You can't change the past, or so everyone says. But maybe you can. My history with my grandmother was forever altered in one afternoon, and when it happened she had already been dead for 12 years.
Grandma Bessie, on my mom's side, and I were never close. Bessie hadn't acted as if she liked me much, almost from the start. I remember being about three and reaching up for a hug, my arms encircling her waist. It was the last time I ever tried that. Her body remained stiff and unyielding; I might as well have hugged a mannequin.
As I grew older, Bessie expected more and forgave less when it came to me. She had a hang-up in particular about doing dishes, expecting me to immediately jump up from the table to start them as my last bite was being chewed. If I paused, even to brush my teeth, she scolded me for being ‘lazy.'
I didn't realize at the time that her odd behavior had nothing to do with me. Bessie and her sister and five brothers had grown up around the turn of the century in a family who ran a boarding house. The hours were long and the work was hard. Much of it was women's work, i.e., cooking, washing, doing dishes ‑- and a larger share was assigned to Bessie as the oldest. She took up the slack for her sister, Kate, who was known to duck out on her chores. Rather than complaining to their parents about this inequity, Bessie suffered in silence, holding poisonous resentment toward Kate. And two generations later, toward me, as I was somehow a reminder.
In her last years Bessie mellowed considerably and she was nicer to me. Now I was an adult and doing my own dishes, so maybe that made me okay. Towards the end Bessie became confused. One day she pointed to a dress in her closet. "Kate bought me that dress." She said. I'd given her the dress on her previous birthday, and Kate had been dead for 15 years.

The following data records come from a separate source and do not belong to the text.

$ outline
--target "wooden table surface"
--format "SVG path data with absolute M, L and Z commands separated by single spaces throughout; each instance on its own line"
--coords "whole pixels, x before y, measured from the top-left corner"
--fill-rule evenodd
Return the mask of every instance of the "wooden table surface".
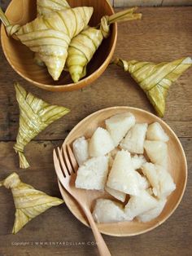
M 9 1 L 4 1 L 6 5 Z M 192 7 L 140 8 L 142 21 L 119 25 L 116 55 L 154 62 L 191 56 Z M 28 170 L 18 168 L 12 147 L 19 108 L 13 82 L 43 99 L 65 105 L 71 113 L 52 124 L 26 147 Z M 133 237 L 103 236 L 112 255 L 182 255 L 192 252 L 192 68 L 172 85 L 164 120 L 184 147 L 189 167 L 187 188 L 175 213 L 160 227 Z M 154 113 L 144 93 L 120 68 L 110 66 L 91 86 L 78 91 L 52 93 L 30 85 L 16 74 L 0 50 L 0 179 L 16 171 L 21 179 L 50 195 L 60 196 L 52 151 L 85 117 L 103 108 L 124 105 Z M 0 188 L 0 256 L 98 255 L 92 232 L 63 204 L 53 207 L 12 235 L 15 207 L 11 191 Z

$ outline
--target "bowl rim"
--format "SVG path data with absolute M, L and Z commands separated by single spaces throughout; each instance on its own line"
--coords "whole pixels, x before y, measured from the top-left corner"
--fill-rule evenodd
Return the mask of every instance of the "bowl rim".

When my own daughter was born I named her "Katie," perhaps a subtle way to show Bessie how I felt. But by then her mind had slipped to the point that she was unable to comprehend the news that she had a great-granddaughter, and she died a few weeks later at the age of 93.
In the years since Bessie died, there have been occasions when some tuned-in friend of mine would point out that she was with me, and I would shrug it off. Why should she be? Another psychic told me she thought Grandma was curious about my interest in metaphysics, and again, I found it hard to believe. She had certainly shown no interest in spiritual things when she was living. The family joke was that the only reason Bessie, an accomplished seamstress, went to church was to show off a new dress.
Then twice in the same week about 12 years after Bessie's passing, two different people picked up on her presence. The latter was a trained Kahuna healer from Hawaii whom I had approached in hopes of getting to the bottom of some of my longstanding issues. Her announcement, "Your grandma is here," came as the healing commenced. Bessie did not appear as a ghostly apparition, but I have no doubt that her spirit essence was there. I could feel her presence in the room and it raised goose bumps. Bessie had come to set things right.
I never knew how profoundly her rejection had affected me until then. There were secret worries, Maybe I did something wrong or there's something bad about me or else my grandma would love me. And then there has been a pattern of drawing into my life women friends who have jealousy towards a sister, and who have projected it onto me. Also throughout my life, the quickest way for anyone to manipulate me into anything has been to infer that I'm a lazy person. Tears rolled down my cheeks as the full impact of this hurt rose into conscious awareness.
I also got in touch with images of a Polynesian past life Bessie and I had shared. She was my grandma then as well, and I was a small boy who had wandered into a cave and was trapped when the tide came in. Although even then she was a stern, no-nonsense woman, I saw how much she loved and cared for me, and how she worried for my safety. And I recalled that when I was an infant in this lifetime, Bessie had saved my life. Someone had laid me on my back alone in the next room and suddenly she'd gotten the urge to go check on me. I was choking and she rolled me over and patted my back, dislodging phlegm and restoring my breathing.
As I sat with the Kahuna healer and the spirit of my grandmother, the real truth touched my heart. Bessie may not have been able to express it while she was in body, but she really did love me after all. The healing gave her the chance to let me know how sorry she was that she'd missed out on joys we could have shared. For the first time in my life, I felt her love for me and it filled the room. As I let go of the pain, cleansing waves of forgiveness surged through my being.
Before, I used to feel a vague pang of resentment whenever I thought of Grandma Bessie. Now when I think of her, it is with fondness. And wherever she is, I know in my heart that she feels the same way.